Jumat, 29 November 2013

Pulihkan Indonesia!

Hingar bingar pertumbuhan dan stabilitas perekonomian Indonesia terus bergaung. Macan asia kembali menancapkan cakarnya sebagai salah satu negara dengan pertumbuhan ekonomi terbaik. Indonesia bahkan meraih predikat pertumbuhan ekonomi terbaik kedua di antara negara-negara anggota G-20. Sayangnya, seluruh euforia ini seolah hanya menutupi borok Indonesia yang dibiarkan menganga sejak rezim Orde Baru (Orba).  Borok ini adalah korupsi yang mengerogoti sendi-sendi bangsa dan negara.

Reformasi yang sejatinya bertujuan mengembalikan fungsi normatif negara nyatanya gagal. Tindak pidana korupsi dewasa ini mulai menjalar ke generasi muda yang awalnya adalah gantungan harapan reformasi. Bagai keledai yang jatuh ke lubang yang sama, pemuda yang dulu meneriakan semangat reformasi justru melakukan kesalahan yang sama dengan pendahulunya yaitu korupsi.

Korupsi seolah menjadi budaya yang bahkan telah menjalari generasi muda. Padahal jika kita menilik kembali sejarah, pemuda merupakan aktor penting dalam reformasi. Lebih jauh ke belakang, pemuda Indonesia terutama kalangan intelektual merupakan tokoh pejuang kemerdekaan. Sejarah mencatat pada 28 Oktober 1928 pemuda-pemudi Indonesia meletakkan tonggak pertama sebagai satu bangsa, yaitu Bangsa Indonesia.

Menjelang proklamasi kemerdekaan, pemuda tetap memegang peran penting. Saat itu para pejuang kemerdekaan terbagi atas dua kalangan, yakni kalangan tua dan kalangan muda. Kalangan tua saat itu lebih memilih menunggu Jepang yang sudah menjanjikan kemerdekaan bagi Indonesia. Lain halnya dengan kaum muda yang mendorong agar segera dilakukan proklamasi. Hal inilah yang memicu terjadinya penculikan dua tokok proklamator ke Rengasdengklok. Belum lagi peran besar mahasiswa melengserkan rezim Orde Baru Soeharto yang kemudian menghembuskan angin reformasi.

Jelaslah apa yang dikatakan Presiden pertama RI, Soekarno bahwa seribu orang tua hanya dapat bermimpi, satu orang pemuda dapat mengubah dunia. Lalu bagaimana cara mahasiswa saat ini berkontribusi membangun negeri?

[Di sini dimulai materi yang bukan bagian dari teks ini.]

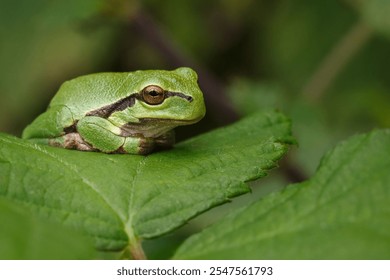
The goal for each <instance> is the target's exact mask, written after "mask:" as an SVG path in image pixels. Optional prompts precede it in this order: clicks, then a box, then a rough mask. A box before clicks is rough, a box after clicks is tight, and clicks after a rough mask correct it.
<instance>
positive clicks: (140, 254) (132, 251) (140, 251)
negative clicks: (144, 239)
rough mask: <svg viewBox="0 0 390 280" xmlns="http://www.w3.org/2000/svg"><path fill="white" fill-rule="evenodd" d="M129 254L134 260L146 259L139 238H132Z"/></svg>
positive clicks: (140, 241) (141, 259)
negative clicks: (132, 238)
mask: <svg viewBox="0 0 390 280" xmlns="http://www.w3.org/2000/svg"><path fill="white" fill-rule="evenodd" d="M130 254H131V256H132V257H133V259H134V260H146V255H145V252H144V250H143V249H142V245H141V240H139V239H137V240H134V241H133V242H132V243H131V245H130Z"/></svg>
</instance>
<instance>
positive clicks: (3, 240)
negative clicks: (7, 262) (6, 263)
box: [0, 198, 96, 260]
mask: <svg viewBox="0 0 390 280" xmlns="http://www.w3.org/2000/svg"><path fill="white" fill-rule="evenodd" d="M0 221H1V226H0V248H1V250H0V259H2V260H4V259H20V260H26V259H27V260H36V259H41V260H44V259H92V258H94V257H96V253H95V250H94V247H93V244H92V242H90V240H89V239H87V238H86V237H85V236H82V235H81V234H79V233H76V232H74V231H72V230H69V229H68V228H65V227H63V226H61V225H59V224H52V223H50V222H47V221H45V220H42V219H38V218H37V217H36V216H34V215H32V214H31V213H29V212H28V210H27V208H25V207H23V206H22V205H18V204H15V203H12V202H10V201H7V200H5V199H3V198H0Z"/></svg>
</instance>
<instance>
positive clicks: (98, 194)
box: [0, 112, 291, 250]
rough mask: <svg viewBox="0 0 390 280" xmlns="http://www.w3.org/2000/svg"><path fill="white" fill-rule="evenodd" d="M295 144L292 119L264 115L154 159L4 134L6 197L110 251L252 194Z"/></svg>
mask: <svg viewBox="0 0 390 280" xmlns="http://www.w3.org/2000/svg"><path fill="white" fill-rule="evenodd" d="M290 143H291V132H290V121H289V120H288V119H287V118H286V117H285V116H284V115H282V114H280V113H277V112H269V113H261V114H256V115H253V116H252V117H249V118H246V119H244V120H242V121H240V122H238V123H236V124H234V125H231V126H229V127H226V128H221V129H218V130H215V131H213V132H210V133H207V134H204V135H201V136H199V137H196V138H193V139H190V140H188V141H185V142H182V143H180V144H178V145H176V146H175V148H173V149H172V150H169V151H165V152H159V153H155V154H152V155H149V156H134V155H107V154H103V153H92V152H80V151H72V150H66V149H60V148H54V147H49V146H41V145H34V144H31V143H30V142H28V141H23V140H21V139H18V138H15V137H11V136H7V135H4V134H3V135H1V136H0V196H5V197H7V198H9V199H11V200H13V201H18V202H22V203H24V204H29V205H30V206H31V207H33V208H34V209H35V210H36V211H37V212H39V213H40V214H41V215H43V216H45V217H49V218H52V219H54V220H58V221H61V222H63V223H64V224H68V225H71V226H73V227H74V228H79V229H82V230H84V231H85V232H87V233H88V234H89V235H91V236H93V237H95V239H96V245H97V247H98V248H100V249H103V250H119V249H123V248H124V247H125V246H127V245H128V243H130V245H132V244H134V243H135V242H136V241H137V240H138V239H140V238H152V237H157V236H160V235H162V234H164V233H166V232H168V231H171V230H173V229H175V228H177V227H179V226H181V225H183V224H184V223H186V222H187V221H188V220H189V219H190V218H192V217H194V216H196V215H197V214H199V213H201V212H203V211H206V210H207V209H209V208H211V207H213V206H216V205H219V204H222V203H225V202H227V201H229V199H230V198H232V197H234V196H237V195H240V194H243V193H246V192H248V191H249V187H248V186H247V184H246V183H245V182H246V181H249V180H254V179H257V178H260V177H263V176H265V175H266V171H267V170H268V169H270V168H273V167H275V165H276V161H277V160H278V159H280V158H281V157H282V155H283V154H284V153H285V152H286V151H287V148H288V144H290Z"/></svg>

Paling tidak ada dua cara mahasiswa memberikan kontribusi “menyembuhkan” Indonesia dalam membangun tanah air. Pertama, mahasiswa berperan sebagai agen perubahan (agent of change). Mahasiswa sebagai generasi penerus sudah barang tentu akan menjadi sandaran bangsa kedepannya. Idealisme mahasiswa harus dijaga agar tidak terkontaminasi oleh “virus” korupsi sehingga akan menjadi generasi baru yang bersih.
Kedua, mahasiswa harus secara proaktif menjadi watchdog pemerintah. Peribahasa klasik menyatakan kekuasaan cenderung korupsi (power tend to corrupt) maka sama halnya dengan pemerintah Indonesia. Bangsa Indonesia pernah merasakan bagaimana rezim Orba mengangkangi konstitusi dan  mengekang kebebasan rakyatnya. Hasilnya adalah pemerintahan korup pasca-Orba.


Sikap pasif harus dihindari oleh para mahasiswa jika kita tidak ingin menulis sejarah yang sama bagi generasi penerus. Pengawasan harus dilakukan tidak hanya oleh wakil rakyat, tetapi dari seluruh elemen pembentuk masyarakat terutama mahasiswa. Mahasiswa sebagai kalangan intelektual berpotensi menjadi opinion leader bagi masyarakat di sekitarnya. Hal ini menjadikan posisi mahasiswa strategis sebagai pengawas kekuasaan. Indonesia bersih, niscaya Indonesia makmur.